Using on-line data from the ANTARES detector, we have performed a follow-up analysis of the recently reported LIGO/Virgo G275404 event using the initial LIGO skyprobcc_cWB probability map at event time (LVC GCN Circ. 20738). The ANTARES visibility at the time of the alert together with the 90% contour of the probability map are shown in: https://www.cppm.in2p3.fr/~dornic/events/G275404.png (gwantares/ANT@GW). Considering the location probability provided by the LIGO collaboration, there is a 45% chance that the GW emitter was in the ANTARES field of view.

No up-going muon neutrino candidate events were recorded within the 90% contour during a +/- 500s time-window centered on the G275404 event time. The expected number of atmospheric background events in the region visible by ANTARES is ~1.3e-3 in the +/- 500s time window. An extended search during +/- 1 hour gives no up-going neutrino coincidence.

An estimate of the upper limit on the associated neutrino fluence will be sent in a subsequent circular.
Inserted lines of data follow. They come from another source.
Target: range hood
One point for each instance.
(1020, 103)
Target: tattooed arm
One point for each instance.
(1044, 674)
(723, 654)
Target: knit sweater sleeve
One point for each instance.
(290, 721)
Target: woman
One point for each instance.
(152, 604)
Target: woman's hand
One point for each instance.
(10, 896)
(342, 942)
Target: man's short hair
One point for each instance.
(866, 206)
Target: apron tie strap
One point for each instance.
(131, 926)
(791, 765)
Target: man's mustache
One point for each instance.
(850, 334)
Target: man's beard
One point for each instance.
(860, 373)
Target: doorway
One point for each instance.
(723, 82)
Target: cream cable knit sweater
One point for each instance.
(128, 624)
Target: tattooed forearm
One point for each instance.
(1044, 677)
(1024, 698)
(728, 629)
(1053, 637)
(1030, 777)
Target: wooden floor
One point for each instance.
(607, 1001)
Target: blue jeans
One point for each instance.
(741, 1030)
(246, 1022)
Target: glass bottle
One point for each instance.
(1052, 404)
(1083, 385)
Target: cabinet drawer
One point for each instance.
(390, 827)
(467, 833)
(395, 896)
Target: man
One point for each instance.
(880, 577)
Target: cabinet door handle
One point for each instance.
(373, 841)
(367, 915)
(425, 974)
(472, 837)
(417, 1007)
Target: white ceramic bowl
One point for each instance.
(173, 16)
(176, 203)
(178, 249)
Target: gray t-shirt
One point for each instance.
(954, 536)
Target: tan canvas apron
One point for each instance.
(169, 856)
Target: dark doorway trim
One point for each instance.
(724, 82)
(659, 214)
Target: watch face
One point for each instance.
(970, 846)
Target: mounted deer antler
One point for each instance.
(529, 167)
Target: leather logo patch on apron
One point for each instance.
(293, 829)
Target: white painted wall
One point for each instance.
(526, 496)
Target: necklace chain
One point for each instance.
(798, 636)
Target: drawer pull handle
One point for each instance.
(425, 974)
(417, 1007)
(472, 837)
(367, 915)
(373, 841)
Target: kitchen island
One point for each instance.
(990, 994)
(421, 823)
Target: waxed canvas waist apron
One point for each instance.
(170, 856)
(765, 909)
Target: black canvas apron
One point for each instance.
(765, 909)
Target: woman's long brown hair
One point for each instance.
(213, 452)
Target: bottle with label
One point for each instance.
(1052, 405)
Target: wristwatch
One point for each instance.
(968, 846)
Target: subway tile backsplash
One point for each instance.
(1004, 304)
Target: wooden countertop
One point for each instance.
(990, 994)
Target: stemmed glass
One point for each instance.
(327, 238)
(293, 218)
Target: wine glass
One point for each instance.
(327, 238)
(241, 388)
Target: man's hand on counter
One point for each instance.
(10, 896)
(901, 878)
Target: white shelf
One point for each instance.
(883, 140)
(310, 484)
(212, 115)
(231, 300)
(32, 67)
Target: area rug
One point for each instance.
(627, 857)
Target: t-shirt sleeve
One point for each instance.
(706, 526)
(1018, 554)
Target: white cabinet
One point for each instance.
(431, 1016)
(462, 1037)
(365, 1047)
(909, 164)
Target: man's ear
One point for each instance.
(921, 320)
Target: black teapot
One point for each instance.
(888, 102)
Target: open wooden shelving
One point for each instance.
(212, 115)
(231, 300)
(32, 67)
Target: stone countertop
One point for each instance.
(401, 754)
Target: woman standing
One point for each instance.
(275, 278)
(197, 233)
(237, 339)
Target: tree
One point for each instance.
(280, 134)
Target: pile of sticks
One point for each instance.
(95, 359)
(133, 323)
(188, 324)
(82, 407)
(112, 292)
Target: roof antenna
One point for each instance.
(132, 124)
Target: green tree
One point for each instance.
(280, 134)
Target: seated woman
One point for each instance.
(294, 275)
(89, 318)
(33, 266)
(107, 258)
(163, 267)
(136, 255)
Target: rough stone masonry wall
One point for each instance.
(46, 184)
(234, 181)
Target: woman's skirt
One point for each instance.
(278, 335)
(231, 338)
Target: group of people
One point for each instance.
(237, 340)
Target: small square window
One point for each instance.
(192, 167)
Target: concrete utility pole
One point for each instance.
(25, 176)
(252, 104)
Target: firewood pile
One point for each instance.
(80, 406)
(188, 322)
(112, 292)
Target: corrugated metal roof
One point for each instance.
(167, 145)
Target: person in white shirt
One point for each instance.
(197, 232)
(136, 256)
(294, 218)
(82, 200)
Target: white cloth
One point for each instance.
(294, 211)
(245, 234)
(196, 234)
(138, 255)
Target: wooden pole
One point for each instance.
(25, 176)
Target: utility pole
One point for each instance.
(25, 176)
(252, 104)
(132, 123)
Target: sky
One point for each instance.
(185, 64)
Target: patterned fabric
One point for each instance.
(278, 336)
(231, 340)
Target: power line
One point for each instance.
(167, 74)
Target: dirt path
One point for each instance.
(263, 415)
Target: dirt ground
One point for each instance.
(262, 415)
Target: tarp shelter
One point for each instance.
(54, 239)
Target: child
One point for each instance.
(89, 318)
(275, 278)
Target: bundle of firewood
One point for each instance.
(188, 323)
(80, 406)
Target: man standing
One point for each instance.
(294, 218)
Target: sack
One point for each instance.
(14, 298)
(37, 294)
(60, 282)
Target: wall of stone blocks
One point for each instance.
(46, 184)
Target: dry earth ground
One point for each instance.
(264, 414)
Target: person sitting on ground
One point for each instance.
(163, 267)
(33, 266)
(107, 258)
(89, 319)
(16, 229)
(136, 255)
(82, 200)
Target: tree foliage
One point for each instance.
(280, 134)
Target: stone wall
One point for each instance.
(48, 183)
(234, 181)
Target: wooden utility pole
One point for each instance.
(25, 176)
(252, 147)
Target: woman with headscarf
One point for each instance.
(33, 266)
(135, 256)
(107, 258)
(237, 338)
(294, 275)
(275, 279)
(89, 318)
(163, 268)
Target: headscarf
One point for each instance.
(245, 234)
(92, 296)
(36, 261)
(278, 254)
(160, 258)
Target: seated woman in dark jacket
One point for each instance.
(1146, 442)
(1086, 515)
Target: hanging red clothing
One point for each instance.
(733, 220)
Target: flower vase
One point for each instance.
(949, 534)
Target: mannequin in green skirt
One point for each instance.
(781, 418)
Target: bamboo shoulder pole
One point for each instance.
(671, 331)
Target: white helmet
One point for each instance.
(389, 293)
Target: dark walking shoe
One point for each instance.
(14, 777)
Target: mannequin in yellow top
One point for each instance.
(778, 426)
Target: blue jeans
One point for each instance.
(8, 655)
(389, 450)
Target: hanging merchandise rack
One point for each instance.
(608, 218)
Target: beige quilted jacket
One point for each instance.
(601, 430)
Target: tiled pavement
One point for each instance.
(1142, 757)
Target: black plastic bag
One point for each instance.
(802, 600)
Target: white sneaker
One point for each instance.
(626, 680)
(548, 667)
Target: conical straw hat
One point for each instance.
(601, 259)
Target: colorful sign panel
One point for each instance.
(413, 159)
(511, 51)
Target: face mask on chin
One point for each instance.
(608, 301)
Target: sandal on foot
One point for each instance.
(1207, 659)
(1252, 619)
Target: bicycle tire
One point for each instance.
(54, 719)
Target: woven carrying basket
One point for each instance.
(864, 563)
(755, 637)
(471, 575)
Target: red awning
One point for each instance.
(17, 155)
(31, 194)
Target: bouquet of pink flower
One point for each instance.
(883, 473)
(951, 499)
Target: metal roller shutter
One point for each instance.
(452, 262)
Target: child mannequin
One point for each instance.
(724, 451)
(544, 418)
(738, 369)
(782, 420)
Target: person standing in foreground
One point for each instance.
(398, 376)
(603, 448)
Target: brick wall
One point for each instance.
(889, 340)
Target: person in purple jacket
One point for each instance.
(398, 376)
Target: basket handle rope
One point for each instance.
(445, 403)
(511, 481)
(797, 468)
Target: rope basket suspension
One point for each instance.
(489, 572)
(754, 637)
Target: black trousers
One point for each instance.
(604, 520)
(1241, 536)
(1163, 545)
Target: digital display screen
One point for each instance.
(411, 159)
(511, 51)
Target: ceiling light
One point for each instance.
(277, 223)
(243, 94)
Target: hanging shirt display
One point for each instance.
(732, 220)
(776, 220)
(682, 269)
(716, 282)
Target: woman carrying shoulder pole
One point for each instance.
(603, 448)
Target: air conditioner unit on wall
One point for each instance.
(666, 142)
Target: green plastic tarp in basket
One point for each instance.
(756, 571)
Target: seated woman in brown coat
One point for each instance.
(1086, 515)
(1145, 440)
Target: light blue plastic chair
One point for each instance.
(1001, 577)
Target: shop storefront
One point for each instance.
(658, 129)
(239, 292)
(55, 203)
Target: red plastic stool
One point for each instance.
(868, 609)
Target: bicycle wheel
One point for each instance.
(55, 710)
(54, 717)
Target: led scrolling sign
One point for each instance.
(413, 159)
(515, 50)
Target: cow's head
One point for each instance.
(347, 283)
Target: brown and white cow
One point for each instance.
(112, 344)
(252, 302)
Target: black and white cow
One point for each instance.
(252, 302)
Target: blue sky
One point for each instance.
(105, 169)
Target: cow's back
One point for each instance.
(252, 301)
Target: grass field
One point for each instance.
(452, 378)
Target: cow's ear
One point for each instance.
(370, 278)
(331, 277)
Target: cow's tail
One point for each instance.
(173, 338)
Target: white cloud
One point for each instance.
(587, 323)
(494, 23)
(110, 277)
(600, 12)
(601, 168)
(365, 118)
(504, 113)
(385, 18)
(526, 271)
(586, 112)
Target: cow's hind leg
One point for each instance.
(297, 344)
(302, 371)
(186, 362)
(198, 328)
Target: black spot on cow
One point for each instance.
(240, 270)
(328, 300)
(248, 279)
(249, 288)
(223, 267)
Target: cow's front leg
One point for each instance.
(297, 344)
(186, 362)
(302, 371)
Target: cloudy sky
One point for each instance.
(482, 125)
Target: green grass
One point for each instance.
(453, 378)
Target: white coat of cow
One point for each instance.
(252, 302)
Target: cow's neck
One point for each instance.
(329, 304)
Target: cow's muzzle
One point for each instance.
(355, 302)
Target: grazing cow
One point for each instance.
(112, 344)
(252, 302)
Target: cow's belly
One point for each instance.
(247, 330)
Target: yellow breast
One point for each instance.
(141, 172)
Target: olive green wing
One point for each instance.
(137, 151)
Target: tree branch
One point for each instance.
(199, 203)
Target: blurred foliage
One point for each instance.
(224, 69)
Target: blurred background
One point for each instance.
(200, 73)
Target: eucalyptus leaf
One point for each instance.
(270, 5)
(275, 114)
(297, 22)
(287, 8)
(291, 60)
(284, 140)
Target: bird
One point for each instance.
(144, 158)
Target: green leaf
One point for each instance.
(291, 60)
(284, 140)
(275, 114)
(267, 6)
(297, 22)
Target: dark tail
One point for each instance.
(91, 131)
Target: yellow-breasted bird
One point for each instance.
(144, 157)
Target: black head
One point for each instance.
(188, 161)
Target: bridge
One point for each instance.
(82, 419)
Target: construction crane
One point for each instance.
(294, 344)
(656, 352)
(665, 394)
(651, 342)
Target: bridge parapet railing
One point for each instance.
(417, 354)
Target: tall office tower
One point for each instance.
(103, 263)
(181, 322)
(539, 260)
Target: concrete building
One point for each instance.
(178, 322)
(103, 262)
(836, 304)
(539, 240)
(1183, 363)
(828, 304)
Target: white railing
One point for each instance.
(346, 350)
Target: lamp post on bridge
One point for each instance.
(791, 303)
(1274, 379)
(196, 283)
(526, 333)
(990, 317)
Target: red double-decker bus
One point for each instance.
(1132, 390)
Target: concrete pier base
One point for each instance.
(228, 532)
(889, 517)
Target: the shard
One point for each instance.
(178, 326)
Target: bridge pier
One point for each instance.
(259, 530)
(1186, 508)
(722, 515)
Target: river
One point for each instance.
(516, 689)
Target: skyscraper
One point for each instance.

ANTARES, being installed in the Mediterranean Deep Sea, is the largest neutrino detector in the Northern Hemisphere.  It is primarily sensitive to astrophysical neutrinos in the TeV-PeV energy range.  At 10 TeV, the median angular resolution for muon neutrinos is below 0.5 degrees.  In the range 1-100 TeV, ANTARES has the best sensitivity to a large fraction of the Southern sky.